There is one thing that your boss is very wrong about, and that is the fact that you have so little QA and no unit tests. A bug created by adeveloper is by definition an oversight on their part. Expecting developers to always test their own features and having little testing aside from that is a process problem. QA can be replaced by automated testing depending on your domain to an extent, but if you have neither then you’re probably letting bugs slip through (and that usually ends up costing more than finding them early).
Also, from a strict business perspective, hiring QA is cheaper than hiring developers. You will be able to cover more ground for the money spent if the teams have a good QA/DEV ratio.
4
The CMMI implementations I’ve seen or directly heard about have all been process and documentation heavy; your bosses belief that the documentation should be detailed enough to make the implementation trivial strongly implies that his expectation is similar.
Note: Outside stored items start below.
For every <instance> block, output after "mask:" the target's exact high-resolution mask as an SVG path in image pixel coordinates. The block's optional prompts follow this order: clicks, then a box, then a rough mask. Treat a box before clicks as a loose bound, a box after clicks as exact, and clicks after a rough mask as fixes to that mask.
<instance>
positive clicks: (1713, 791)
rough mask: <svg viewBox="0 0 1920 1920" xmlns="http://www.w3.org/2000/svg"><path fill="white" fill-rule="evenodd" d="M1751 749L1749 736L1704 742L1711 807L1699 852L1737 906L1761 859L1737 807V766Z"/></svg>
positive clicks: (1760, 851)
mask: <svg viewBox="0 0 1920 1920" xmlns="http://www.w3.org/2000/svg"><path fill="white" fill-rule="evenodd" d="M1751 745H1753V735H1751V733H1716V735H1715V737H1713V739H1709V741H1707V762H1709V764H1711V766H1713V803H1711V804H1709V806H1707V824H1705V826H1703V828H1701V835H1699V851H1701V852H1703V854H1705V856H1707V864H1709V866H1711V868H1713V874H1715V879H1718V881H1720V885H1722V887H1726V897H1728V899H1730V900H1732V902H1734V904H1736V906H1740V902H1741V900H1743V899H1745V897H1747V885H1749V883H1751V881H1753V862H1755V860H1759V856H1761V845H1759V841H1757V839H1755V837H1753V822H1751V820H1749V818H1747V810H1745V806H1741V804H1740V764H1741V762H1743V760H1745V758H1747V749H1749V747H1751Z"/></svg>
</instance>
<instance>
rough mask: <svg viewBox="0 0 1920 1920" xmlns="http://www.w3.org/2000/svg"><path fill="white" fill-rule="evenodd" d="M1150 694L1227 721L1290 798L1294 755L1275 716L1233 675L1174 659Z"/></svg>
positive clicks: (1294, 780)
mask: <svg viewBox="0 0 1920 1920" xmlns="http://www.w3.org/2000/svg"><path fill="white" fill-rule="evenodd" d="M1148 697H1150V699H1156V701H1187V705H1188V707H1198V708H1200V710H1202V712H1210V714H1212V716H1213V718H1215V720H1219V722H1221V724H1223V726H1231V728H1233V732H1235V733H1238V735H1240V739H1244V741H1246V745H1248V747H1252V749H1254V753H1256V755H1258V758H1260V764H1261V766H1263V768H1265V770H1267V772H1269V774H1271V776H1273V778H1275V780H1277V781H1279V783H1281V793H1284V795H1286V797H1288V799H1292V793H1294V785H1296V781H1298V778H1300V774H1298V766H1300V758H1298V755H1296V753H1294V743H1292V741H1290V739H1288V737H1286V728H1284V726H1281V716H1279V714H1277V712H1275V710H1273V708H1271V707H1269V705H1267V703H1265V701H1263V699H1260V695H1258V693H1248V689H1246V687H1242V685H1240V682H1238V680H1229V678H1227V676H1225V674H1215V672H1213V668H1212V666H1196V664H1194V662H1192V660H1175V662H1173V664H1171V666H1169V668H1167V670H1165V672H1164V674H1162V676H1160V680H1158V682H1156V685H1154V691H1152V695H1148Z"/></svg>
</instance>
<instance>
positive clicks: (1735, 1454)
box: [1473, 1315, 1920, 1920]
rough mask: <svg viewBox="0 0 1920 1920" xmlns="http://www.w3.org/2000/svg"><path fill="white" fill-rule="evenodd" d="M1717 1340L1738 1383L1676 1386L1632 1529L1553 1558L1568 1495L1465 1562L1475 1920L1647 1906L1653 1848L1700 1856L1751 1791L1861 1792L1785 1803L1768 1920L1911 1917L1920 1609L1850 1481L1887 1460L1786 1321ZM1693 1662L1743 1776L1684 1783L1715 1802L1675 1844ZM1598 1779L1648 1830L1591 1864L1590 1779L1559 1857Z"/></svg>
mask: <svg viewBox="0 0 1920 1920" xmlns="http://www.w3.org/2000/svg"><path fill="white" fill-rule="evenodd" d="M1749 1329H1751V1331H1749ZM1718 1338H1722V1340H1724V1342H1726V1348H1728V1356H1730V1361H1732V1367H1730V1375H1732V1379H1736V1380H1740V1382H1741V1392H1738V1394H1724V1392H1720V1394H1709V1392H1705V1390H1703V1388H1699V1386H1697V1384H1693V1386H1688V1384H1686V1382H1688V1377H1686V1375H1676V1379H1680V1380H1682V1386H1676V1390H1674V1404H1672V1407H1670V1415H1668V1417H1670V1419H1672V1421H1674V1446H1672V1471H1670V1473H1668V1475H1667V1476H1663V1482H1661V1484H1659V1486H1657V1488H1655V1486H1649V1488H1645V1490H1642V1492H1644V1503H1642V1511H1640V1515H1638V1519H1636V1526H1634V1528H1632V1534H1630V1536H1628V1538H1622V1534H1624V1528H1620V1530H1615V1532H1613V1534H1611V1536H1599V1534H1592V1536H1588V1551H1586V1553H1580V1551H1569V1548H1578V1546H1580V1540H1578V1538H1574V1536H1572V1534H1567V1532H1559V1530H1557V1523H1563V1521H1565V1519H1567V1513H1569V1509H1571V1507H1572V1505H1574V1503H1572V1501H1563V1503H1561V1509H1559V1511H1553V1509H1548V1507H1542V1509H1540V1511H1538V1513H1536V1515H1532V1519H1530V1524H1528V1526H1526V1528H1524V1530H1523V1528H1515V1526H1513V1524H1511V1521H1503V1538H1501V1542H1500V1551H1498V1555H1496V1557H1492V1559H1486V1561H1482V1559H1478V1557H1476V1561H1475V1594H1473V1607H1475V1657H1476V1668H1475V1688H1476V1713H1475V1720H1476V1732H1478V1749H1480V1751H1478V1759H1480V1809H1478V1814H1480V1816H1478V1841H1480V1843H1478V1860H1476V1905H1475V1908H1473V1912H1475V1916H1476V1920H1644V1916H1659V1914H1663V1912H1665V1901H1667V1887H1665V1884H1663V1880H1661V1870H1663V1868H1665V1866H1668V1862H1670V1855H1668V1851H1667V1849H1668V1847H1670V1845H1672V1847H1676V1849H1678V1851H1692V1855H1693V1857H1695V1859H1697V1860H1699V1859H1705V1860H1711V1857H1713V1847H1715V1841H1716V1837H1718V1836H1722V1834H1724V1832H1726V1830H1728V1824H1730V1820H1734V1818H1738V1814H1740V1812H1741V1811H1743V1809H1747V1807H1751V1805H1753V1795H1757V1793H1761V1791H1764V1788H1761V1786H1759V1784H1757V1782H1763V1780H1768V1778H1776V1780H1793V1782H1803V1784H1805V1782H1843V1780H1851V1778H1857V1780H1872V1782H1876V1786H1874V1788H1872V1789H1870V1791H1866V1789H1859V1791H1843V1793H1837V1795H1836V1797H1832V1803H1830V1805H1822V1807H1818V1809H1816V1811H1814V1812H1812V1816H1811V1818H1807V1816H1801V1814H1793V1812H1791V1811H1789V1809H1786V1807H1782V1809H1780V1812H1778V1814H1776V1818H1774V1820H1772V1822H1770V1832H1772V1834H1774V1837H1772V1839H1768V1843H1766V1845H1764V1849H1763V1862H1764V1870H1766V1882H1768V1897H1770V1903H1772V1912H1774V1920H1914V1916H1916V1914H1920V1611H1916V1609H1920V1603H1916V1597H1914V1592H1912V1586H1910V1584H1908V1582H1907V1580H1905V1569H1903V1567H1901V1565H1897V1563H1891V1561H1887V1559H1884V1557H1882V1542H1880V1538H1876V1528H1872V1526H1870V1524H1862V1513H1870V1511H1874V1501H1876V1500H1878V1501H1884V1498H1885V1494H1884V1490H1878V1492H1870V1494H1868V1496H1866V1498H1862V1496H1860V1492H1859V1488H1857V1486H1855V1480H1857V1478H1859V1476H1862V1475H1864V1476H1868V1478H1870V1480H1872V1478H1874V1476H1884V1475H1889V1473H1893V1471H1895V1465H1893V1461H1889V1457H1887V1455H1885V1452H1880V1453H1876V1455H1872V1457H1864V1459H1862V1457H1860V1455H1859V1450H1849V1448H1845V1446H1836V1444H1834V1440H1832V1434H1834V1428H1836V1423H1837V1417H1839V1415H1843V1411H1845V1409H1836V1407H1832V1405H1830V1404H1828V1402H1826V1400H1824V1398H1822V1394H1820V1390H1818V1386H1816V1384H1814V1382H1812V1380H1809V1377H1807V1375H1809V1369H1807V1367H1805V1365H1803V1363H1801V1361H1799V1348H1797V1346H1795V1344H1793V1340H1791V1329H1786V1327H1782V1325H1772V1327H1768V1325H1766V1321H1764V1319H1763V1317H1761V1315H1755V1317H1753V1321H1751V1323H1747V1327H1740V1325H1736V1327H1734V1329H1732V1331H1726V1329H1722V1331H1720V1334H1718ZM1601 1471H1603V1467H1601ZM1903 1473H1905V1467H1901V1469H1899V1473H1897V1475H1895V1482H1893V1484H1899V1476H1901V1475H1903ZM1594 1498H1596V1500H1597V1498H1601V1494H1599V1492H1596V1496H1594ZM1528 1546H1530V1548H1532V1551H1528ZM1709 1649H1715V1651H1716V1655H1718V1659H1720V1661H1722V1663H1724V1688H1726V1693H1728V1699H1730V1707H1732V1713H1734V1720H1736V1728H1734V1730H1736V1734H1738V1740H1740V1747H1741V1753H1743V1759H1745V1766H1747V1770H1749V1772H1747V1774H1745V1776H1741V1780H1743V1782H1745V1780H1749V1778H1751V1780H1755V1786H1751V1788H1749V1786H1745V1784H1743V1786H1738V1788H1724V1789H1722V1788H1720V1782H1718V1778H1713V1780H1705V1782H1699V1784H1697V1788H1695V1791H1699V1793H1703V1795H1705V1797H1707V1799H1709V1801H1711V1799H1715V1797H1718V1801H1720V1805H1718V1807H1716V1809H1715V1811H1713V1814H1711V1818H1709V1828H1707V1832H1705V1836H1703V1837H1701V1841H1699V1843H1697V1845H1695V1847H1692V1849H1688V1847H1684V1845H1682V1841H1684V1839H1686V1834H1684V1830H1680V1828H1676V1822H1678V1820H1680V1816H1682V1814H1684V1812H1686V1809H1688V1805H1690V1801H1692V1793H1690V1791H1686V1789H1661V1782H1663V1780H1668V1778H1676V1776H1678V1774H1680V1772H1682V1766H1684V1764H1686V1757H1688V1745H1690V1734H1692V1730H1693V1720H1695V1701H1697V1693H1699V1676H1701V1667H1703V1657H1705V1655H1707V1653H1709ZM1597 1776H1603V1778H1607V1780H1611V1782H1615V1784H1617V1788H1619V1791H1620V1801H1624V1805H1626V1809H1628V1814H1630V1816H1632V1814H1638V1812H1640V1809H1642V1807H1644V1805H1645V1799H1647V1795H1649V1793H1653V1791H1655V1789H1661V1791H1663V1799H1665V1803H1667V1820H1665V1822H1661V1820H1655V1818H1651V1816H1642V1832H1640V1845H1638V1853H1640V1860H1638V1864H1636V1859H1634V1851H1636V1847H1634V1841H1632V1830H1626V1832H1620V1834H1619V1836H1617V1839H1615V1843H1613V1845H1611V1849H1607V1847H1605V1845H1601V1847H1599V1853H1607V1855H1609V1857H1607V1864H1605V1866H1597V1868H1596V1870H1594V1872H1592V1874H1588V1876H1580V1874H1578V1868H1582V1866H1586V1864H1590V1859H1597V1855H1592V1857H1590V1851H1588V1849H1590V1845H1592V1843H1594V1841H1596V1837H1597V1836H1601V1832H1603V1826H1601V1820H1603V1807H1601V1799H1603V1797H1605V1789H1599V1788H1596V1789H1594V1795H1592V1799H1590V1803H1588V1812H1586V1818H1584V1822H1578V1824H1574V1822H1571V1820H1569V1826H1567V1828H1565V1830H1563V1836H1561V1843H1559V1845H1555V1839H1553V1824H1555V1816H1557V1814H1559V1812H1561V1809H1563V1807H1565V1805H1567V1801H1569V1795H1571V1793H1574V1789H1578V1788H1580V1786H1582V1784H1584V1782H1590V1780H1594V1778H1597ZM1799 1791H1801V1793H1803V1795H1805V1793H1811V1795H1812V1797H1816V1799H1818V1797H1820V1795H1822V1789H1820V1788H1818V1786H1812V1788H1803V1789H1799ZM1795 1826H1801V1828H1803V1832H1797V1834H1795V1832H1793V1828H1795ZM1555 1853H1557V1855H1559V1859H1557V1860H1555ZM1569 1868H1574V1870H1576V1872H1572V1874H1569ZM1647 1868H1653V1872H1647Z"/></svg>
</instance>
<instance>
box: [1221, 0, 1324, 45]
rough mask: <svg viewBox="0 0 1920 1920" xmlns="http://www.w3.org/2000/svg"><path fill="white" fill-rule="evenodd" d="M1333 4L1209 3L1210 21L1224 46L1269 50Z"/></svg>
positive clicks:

If you’re receiving a disproportionate share of the documentation writing/maintenance, asking that it be more evenly distributed is reasonable. If the other developers have similar documentation to coding ratios and you want to spend most of your time writing code; it may be time to consider finding a new employer.
5
You’re talking about medical systems… so safety is paramount – and therefore the documentation (specifically traceability) is essential.
One tester seems a bit light, but other than that, yes – you are responsible for ensuring the documentation is in place.
My experience in the medical world is limited, but over in the aerospace/defence world we have Do-178B (now C) which prescribes a lifecycle model that specifies the documentation and level of testing necessary (depending on the safety criticality [more specifically, the design assurance level] of the software), and in the automotive world we have ISO26262 which does likewise.
If the documentation is not in place, the product doesn’t get certificated.
But the important thing is to work with the required documentation to make your product better… do not try and reverse-engineer the documentation as an after-thought because then it serves no real-world purpose.